If the NRA actually cared about sustaining the tradition of responsible gun ownership in this country, they’d be doing everything possible to distance Adam Lanza and his ilk from the rural hunter who takes his kids out twice a year. They’d take a hard look at what happened to the tobaccoindustry, who dug in their heels until public opinion turned so violently against them that the largest companies were forced to pay hundreds of millions into a fund that, among other things, pays for those annoying “don’t smoke or you’ll die” TV commercials. It’s not going to take too many more days like last Friday to convince a critical mass of Americans that guns run amok are a public health issue.

Because the one thing that I haven’t heard said in the last week is this: while the mass shootings get the press because they’re so indiscriminate (the “it could happen to you” factor”), something like 80 Americans are killed by guns each day on average. That’s more than three Sandy Hooks every day. You just don’t hear about them.

So I have something to say to all the gun owners out there. You know who you are. You’re the ones whose instinctive response when you learn about 20 6-year-olds being mown down in their classroom is to run to Facebook to remind us that “guns don’t kill people! People kill people!!” If you want to make sure that your kids and grandkids can buy handguns or shotguns if they want, then it’s up to you to figure this out. Right now you’re not drawing any distinction between military-style guns and “cop-killer” bullets and that shotgun in my dad’s closet. There are weapons that civilians should have access to, and those that they shouldn’t.

So y’all figure this out. National registration database? Limit on bullet purchases? Close the gun-show loophole on background checks? Required training to buy weapons over a certain firing capacity? Annual licensure? It’s up to you at this point. But right now most Americans see you as the people who put your hobby above the lives of American children, and that means that your window to police your own community is closing. If you all don’t come up with a solution, then people who know less about your tools and how you use them will gladly do so – and you most likely won’t like the result.
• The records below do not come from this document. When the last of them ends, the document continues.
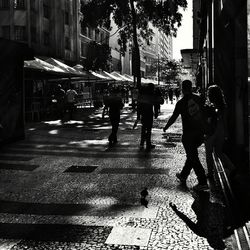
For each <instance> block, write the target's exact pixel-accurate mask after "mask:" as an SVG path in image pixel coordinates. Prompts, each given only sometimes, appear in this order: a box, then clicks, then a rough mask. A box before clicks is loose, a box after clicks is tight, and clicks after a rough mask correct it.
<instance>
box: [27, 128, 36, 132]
mask: <svg viewBox="0 0 250 250" xmlns="http://www.w3.org/2000/svg"><path fill="white" fill-rule="evenodd" d="M28 130H29V131H34V130H36V128H29V129H28Z"/></svg>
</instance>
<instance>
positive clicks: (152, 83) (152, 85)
mask: <svg viewBox="0 0 250 250" xmlns="http://www.w3.org/2000/svg"><path fill="white" fill-rule="evenodd" d="M154 87H155V86H154V84H153V83H149V84H148V85H147V86H146V89H145V90H146V94H148V95H152V94H153V93H154Z"/></svg>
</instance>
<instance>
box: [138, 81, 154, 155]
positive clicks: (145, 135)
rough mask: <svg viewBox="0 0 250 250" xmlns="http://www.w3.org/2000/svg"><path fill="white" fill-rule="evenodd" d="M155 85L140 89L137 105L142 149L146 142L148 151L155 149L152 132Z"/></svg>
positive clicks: (146, 86) (146, 146)
mask: <svg viewBox="0 0 250 250" xmlns="http://www.w3.org/2000/svg"><path fill="white" fill-rule="evenodd" d="M154 104H155V96H154V85H153V84H152V83H149V84H148V85H147V86H143V87H141V88H140V94H139V98H138V105H137V120H139V119H140V120H141V124H142V127H141V141H140V148H141V149H142V148H144V143H145V142H146V151H150V150H151V149H154V148H155V145H153V144H152V143H151V131H152V127H153V118H154Z"/></svg>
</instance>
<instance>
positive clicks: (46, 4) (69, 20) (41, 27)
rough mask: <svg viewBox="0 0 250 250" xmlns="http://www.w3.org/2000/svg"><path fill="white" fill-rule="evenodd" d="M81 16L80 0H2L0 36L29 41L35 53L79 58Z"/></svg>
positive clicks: (77, 58) (28, 43)
mask: <svg viewBox="0 0 250 250" xmlns="http://www.w3.org/2000/svg"><path fill="white" fill-rule="evenodd" d="M78 16H79V1H73V0H60V1H58V0H13V1H6V0H0V37H2V38H6V39H10V40H13V41H18V42H22V43H25V44H27V45H28V46H29V47H30V48H32V49H33V50H34V52H35V55H40V56H47V57H56V58H58V59H62V60H64V61H66V62H77V61H78V60H79V49H80V47H79V44H78V39H76V38H77V36H78V34H79V20H78ZM76 17H77V18H76Z"/></svg>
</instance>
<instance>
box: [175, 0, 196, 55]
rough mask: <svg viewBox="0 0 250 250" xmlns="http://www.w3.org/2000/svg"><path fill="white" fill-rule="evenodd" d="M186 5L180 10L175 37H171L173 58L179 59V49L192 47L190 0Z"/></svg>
mask: <svg viewBox="0 0 250 250" xmlns="http://www.w3.org/2000/svg"><path fill="white" fill-rule="evenodd" d="M187 3H188V7H187V8H186V10H185V11H182V15H183V16H182V25H181V26H180V27H179V29H178V31H177V37H174V38H173V58H174V59H177V60H178V59H181V52H180V50H181V49H192V48H193V19H192V16H193V8H192V0H187Z"/></svg>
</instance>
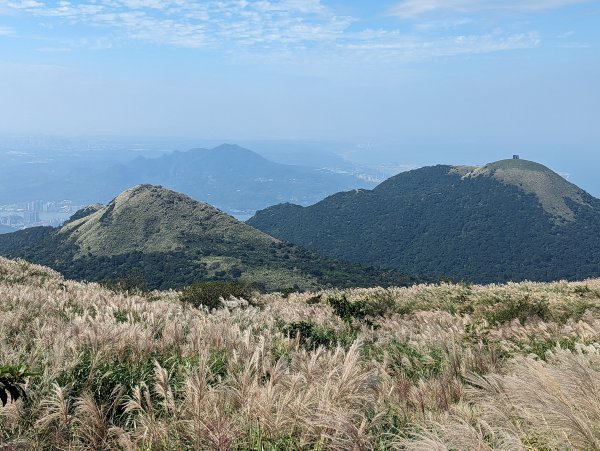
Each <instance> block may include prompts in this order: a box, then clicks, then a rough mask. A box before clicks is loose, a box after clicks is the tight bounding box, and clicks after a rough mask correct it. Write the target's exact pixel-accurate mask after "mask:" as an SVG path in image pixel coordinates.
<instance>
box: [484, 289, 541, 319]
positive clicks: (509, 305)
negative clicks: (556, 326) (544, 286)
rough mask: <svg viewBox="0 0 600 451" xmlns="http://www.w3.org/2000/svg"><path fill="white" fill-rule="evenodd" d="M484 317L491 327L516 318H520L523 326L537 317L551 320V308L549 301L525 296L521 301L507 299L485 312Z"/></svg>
mask: <svg viewBox="0 0 600 451" xmlns="http://www.w3.org/2000/svg"><path fill="white" fill-rule="evenodd" d="M483 316H484V318H485V319H487V320H488V321H489V323H490V324H491V325H498V324H504V323H506V322H509V321H512V320H513V319H515V318H518V319H519V321H520V322H521V324H525V322H526V321H527V320H528V319H530V318H533V317H536V316H537V317H538V318H540V319H542V320H547V319H549V318H550V308H549V307H548V302H547V301H545V300H543V299H531V298H530V296H529V295H525V296H523V297H522V298H519V299H514V298H511V299H506V300H505V301H504V302H502V303H499V304H496V305H495V306H494V307H493V308H492V309H491V310H488V311H487V312H485V313H484V314H483Z"/></svg>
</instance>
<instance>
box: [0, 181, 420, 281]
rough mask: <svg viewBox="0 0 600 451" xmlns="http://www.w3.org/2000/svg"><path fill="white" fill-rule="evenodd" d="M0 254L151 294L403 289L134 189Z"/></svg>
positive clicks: (201, 207)
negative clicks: (59, 227)
mask: <svg viewBox="0 0 600 451" xmlns="http://www.w3.org/2000/svg"><path fill="white" fill-rule="evenodd" d="M0 255H3V256H8V257H12V258H15V257H22V258H26V259H28V260H31V261H33V262H35V263H40V264H44V265H47V266H50V267H52V268H54V269H56V270H58V271H60V272H61V273H63V274H64V275H65V276H67V277H69V278H76V279H85V280H91V281H101V280H114V279H118V278H121V277H125V276H130V275H131V274H135V276H136V277H143V278H144V279H145V281H146V283H147V285H148V286H149V287H150V288H172V287H178V286H182V285H185V284H189V283H192V282H199V281H207V280H228V279H243V280H246V281H248V282H254V283H258V284H261V285H264V286H265V288H267V289H278V288H286V287H291V286H294V285H297V286H298V287H301V288H317V287H321V286H330V285H335V286H350V285H376V284H379V283H382V284H386V285H390V284H398V285H402V284H405V283H407V282H410V279H409V278H404V277H403V276H401V275H399V274H398V273H396V272H393V271H381V270H375V269H368V268H362V267H360V266H359V265H349V264H346V263H340V262H336V261H333V260H331V259H328V258H324V257H321V256H319V255H316V254H314V253H312V252H308V251H306V250H304V249H302V248H299V247H297V246H294V245H291V244H288V243H285V242H282V241H280V240H278V239H276V238H273V237H271V236H269V235H267V234H265V233H263V232H260V231H258V230H256V229H254V228H252V227H251V226H249V225H247V224H244V223H243V222H240V221H238V220H236V219H235V218H233V217H231V216H229V215H227V214H225V213H223V212H221V211H220V210H217V209H216V208H214V207H212V206H210V205H208V204H205V203H202V202H197V201H195V200H193V199H191V198H189V197H187V196H185V195H183V194H179V193H176V192H174V191H170V190H167V189H164V188H161V187H157V186H152V185H139V186H136V187H134V188H131V189H129V190H127V191H125V192H124V193H122V194H120V195H119V196H117V197H116V198H115V199H113V200H112V201H111V202H110V203H109V204H108V205H106V206H99V205H95V206H91V207H88V208H86V209H84V210H82V211H80V212H78V213H77V214H76V215H74V216H73V218H72V219H71V220H70V221H69V222H67V223H66V224H65V225H64V226H63V227H61V228H60V229H53V228H50V227H37V228H31V229H26V230H22V231H19V232H15V233H11V234H7V235H2V236H1V237H0Z"/></svg>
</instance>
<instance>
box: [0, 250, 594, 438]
mask: <svg viewBox="0 0 600 451" xmlns="http://www.w3.org/2000/svg"><path fill="white" fill-rule="evenodd" d="M247 297H249V298H250V299H247V300H246V301H248V302H246V301H244V300H239V299H238V300H235V299H232V298H230V299H228V300H227V302H225V303H223V305H222V306H221V308H219V309H215V310H212V311H208V309H205V308H202V306H199V307H197V306H196V305H198V304H197V303H196V304H194V303H193V302H192V303H190V302H184V301H182V300H181V299H182V295H181V294H180V293H177V292H152V293H142V294H128V293H126V292H119V291H116V290H109V289H108V288H104V287H102V286H100V285H97V284H85V283H78V282H72V281H67V280H64V279H63V278H62V277H61V276H59V275H58V274H57V273H55V272H53V271H51V270H49V269H47V268H43V267H40V266H35V265H31V264H29V263H26V262H23V261H16V262H15V261H9V260H4V259H0V365H20V364H24V365H25V366H26V367H27V369H28V370H29V371H31V372H34V373H36V374H35V375H33V376H31V377H28V378H27V379H26V381H27V382H26V384H25V386H24V389H25V392H26V394H27V397H26V398H20V399H18V400H17V401H16V402H8V403H7V405H6V406H5V407H0V449H2V450H9V449H10V450H30V449H31V450H38V449H40V450H41V449H44V450H46V449H56V450H78V449H90V450H91V449H94V450H95V449H122V450H201V449H218V450H230V449H232V450H263V449H264V450H269V449H306V450H309V449H311V450H312V449H318V450H327V449H334V450H370V449H375V450H384V449H398V450H404V449H406V450H492V449H493V450H567V449H569V450H570V449H581V450H594V449H600V310H599V307H600V302H599V299H600V281H598V280H590V281H586V282H581V283H565V282H560V283H551V284H536V283H521V284H509V285H504V286H469V285H451V284H442V285H431V286H424V285H423V286H415V287H412V288H392V289H382V288H373V289H356V290H346V291H343V292H342V291H324V292H320V293H302V294H300V293H292V294H289V295H286V296H284V295H282V294H266V295H259V294H254V295H252V296H247ZM183 299H187V300H188V301H189V296H188V298H185V297H183Z"/></svg>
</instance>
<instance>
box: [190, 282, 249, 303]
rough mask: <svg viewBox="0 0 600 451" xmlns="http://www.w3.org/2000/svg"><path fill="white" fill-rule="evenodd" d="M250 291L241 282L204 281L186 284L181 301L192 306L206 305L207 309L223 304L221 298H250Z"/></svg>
mask: <svg viewBox="0 0 600 451" xmlns="http://www.w3.org/2000/svg"><path fill="white" fill-rule="evenodd" d="M251 296H252V291H251V290H250V287H249V286H248V285H247V284H244V283H242V282H205V283H196V284H193V285H188V286H187V287H185V288H184V289H183V291H182V293H181V297H180V299H181V301H182V302H186V303H188V304H192V305H193V306H194V307H206V308H207V309H209V310H213V309H218V308H221V307H222V306H223V300H227V299H229V298H230V297H234V298H243V299H246V300H250V298H251Z"/></svg>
What happened last week doesn’t happen outside America, at least not with the regularity it does here. We will always have disturbed, inadequate types who will lash out at others. But they don’t always have to have such easy access to weapons, any more than a meth cooker has unfettered access to cold meds. A change is coming, and the people who think of themselves as the good guys need to be leading the way – not fighting for the right of the next Lanza to kill.